Arrivé dimanche en tête du premier tour de l'élection présidentielle, cet humoriste profite de l’exaspération populaire. En cause, les accusations de corruption qui ont poussé le président Otto Perez Molina à la démission.
Depuis quinze ans, il est connu des Guatémaltèques pour ses pitreries télévisées dans l'émission Moralejas, où il campe une série de personnages plus ou moins crétins, dont Neto, un cow-boy qui devient président par accident. L'humoriste se présente comme un homme aux multiples casquettes : acteur, écrivain, réalisateur et producteur. A contrario, son expérience politique tient en quelques lignes à peine et c'est, paradoxalement, son atout majeur dans les urnes.
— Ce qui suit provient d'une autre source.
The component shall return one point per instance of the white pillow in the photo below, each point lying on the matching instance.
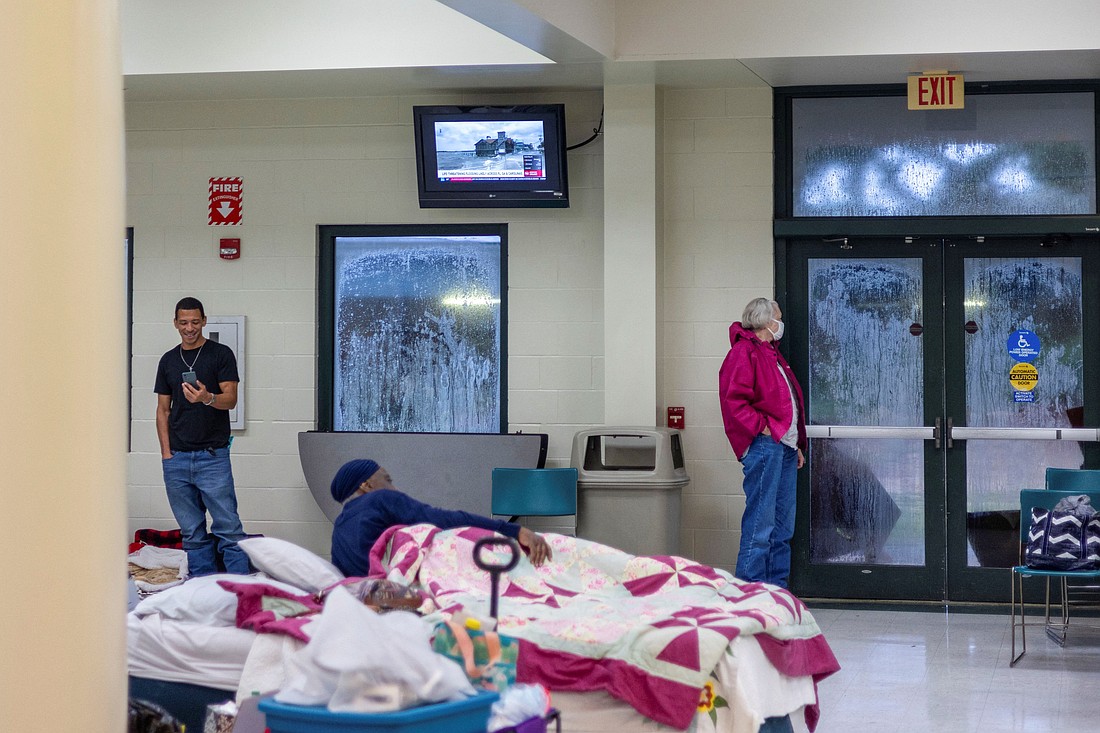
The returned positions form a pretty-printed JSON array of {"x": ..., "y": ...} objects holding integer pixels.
[
  {"x": 290, "y": 564},
  {"x": 202, "y": 601}
]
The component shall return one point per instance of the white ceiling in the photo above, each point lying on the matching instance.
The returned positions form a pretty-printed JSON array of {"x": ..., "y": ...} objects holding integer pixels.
[{"x": 286, "y": 48}]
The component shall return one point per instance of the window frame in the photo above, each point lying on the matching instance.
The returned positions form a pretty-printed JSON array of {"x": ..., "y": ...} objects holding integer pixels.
[{"x": 327, "y": 242}]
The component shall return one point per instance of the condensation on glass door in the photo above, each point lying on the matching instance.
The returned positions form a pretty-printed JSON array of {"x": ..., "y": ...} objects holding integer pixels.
[
  {"x": 866, "y": 369},
  {"x": 1002, "y": 296}
]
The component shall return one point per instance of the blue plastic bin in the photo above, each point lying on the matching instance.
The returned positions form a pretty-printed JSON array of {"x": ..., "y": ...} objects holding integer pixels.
[{"x": 468, "y": 715}]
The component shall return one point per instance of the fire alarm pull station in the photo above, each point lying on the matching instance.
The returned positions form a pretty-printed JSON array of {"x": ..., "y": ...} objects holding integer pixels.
[
  {"x": 677, "y": 417},
  {"x": 230, "y": 249}
]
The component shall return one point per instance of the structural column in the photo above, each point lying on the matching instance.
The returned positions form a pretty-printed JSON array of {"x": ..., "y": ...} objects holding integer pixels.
[
  {"x": 63, "y": 369},
  {"x": 631, "y": 249}
]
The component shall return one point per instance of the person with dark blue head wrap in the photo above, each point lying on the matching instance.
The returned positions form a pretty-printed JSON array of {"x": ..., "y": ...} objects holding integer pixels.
[
  {"x": 372, "y": 505},
  {"x": 350, "y": 477}
]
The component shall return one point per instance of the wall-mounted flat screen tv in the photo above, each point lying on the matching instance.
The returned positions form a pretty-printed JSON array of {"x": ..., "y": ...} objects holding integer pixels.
[{"x": 491, "y": 156}]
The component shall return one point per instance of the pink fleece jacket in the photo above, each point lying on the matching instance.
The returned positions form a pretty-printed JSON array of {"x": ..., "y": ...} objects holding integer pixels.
[{"x": 752, "y": 392}]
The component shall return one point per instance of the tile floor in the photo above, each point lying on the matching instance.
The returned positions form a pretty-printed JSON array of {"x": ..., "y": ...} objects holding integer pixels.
[{"x": 913, "y": 671}]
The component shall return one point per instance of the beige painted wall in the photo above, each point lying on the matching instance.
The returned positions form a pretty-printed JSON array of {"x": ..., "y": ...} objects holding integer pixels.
[{"x": 350, "y": 161}]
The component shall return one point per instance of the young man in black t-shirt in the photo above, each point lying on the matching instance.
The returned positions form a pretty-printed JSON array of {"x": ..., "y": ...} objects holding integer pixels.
[{"x": 196, "y": 387}]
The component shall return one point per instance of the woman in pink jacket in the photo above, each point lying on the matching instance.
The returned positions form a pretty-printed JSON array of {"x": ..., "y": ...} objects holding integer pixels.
[{"x": 761, "y": 408}]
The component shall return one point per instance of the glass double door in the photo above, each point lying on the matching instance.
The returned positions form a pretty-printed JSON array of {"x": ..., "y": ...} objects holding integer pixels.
[{"x": 941, "y": 376}]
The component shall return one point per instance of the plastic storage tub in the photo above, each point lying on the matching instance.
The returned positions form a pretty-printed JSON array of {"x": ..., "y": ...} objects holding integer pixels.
[
  {"x": 468, "y": 715},
  {"x": 628, "y": 487}
]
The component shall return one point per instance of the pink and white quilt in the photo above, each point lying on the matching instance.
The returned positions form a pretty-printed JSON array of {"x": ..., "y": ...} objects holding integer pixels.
[{"x": 647, "y": 630}]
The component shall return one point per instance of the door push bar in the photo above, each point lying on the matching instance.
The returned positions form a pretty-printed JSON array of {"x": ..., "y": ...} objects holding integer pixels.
[{"x": 945, "y": 430}]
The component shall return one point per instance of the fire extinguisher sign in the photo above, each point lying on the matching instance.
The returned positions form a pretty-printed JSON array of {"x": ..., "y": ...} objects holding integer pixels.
[{"x": 226, "y": 200}]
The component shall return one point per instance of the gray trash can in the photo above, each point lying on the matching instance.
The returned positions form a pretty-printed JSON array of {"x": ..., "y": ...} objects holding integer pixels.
[{"x": 628, "y": 488}]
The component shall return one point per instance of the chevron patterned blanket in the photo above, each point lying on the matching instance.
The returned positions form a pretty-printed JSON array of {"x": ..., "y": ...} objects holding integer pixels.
[{"x": 647, "y": 630}]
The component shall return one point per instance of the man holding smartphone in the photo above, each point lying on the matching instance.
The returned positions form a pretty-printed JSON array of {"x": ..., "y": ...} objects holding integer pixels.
[{"x": 196, "y": 387}]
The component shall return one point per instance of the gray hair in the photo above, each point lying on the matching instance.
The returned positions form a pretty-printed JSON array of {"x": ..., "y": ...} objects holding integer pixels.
[{"x": 758, "y": 314}]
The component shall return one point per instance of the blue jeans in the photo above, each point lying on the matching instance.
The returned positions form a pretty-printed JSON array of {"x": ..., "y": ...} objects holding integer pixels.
[
  {"x": 768, "y": 523},
  {"x": 199, "y": 481}
]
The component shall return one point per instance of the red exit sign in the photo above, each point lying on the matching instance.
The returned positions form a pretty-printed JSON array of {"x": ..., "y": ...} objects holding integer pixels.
[{"x": 935, "y": 90}]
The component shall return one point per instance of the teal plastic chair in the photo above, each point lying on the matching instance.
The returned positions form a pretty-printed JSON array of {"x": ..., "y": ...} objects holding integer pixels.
[
  {"x": 1056, "y": 630},
  {"x": 534, "y": 492},
  {"x": 1078, "y": 480}
]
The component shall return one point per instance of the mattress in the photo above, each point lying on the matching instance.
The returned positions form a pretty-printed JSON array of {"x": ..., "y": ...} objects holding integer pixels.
[
  {"x": 234, "y": 659},
  {"x": 184, "y": 652}
]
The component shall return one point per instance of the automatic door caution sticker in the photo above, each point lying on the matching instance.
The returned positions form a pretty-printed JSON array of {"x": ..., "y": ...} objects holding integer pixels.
[{"x": 1023, "y": 376}]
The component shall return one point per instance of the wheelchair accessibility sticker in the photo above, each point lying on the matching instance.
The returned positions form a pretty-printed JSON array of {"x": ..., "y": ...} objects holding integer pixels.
[
  {"x": 1023, "y": 345},
  {"x": 1023, "y": 378}
]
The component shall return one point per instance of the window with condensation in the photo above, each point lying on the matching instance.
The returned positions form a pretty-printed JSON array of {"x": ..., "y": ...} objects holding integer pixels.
[
  {"x": 1003, "y": 154},
  {"x": 411, "y": 326}
]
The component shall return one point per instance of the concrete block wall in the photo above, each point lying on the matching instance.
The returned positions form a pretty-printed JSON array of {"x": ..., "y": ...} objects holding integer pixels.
[
  {"x": 350, "y": 161},
  {"x": 307, "y": 162}
]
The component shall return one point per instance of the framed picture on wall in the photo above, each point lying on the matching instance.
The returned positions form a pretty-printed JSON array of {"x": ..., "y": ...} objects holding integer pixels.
[
  {"x": 411, "y": 324},
  {"x": 230, "y": 331}
]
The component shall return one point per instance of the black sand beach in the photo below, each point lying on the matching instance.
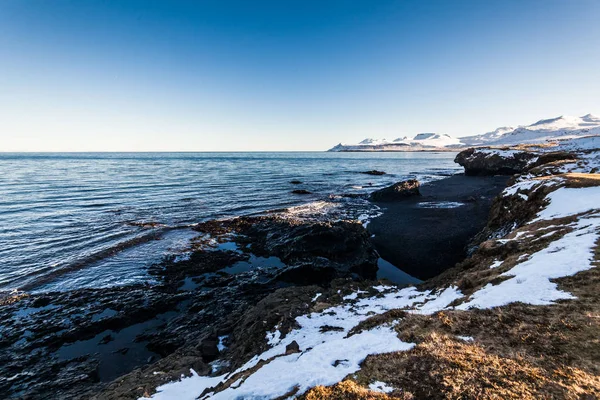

Dimanche 6 septembre, Jimmy Morales, 46 ans, arrive en tête du premier tour de l'élection présidentielle au Guatemala, au terme d'une semaine rocambolesque qui a vu la démission et le placement en garde à vue du président Otto Perez Molina, suspecté d'être la tête pensante d'un réseau de corruption permettant à des proches du pouvoir d'éviter de payer les droits de douane à renforts de pots-de-vin. Avec près de 27 % des voix sur 81,52 % des suffrages, il devance Manuel Baldizon (17,84 %), homme d'affaires de centre-droit, et Sandra Torres (16,84 %), ex-femme d'Alvarro Colom, président de 2008 à 2011. Morales s'est lancé dans le grand bain politique en 2013, comme secrétaire général du parti conservateur et nationaliste Frente de Convergencia Nacional (FCN Nacion). Sans casseroles encombrantes, le candidat "anti-politique" veut s'imposer comme le candidat du renouveau auprès d'un électorat exaspéré par la corruption politique.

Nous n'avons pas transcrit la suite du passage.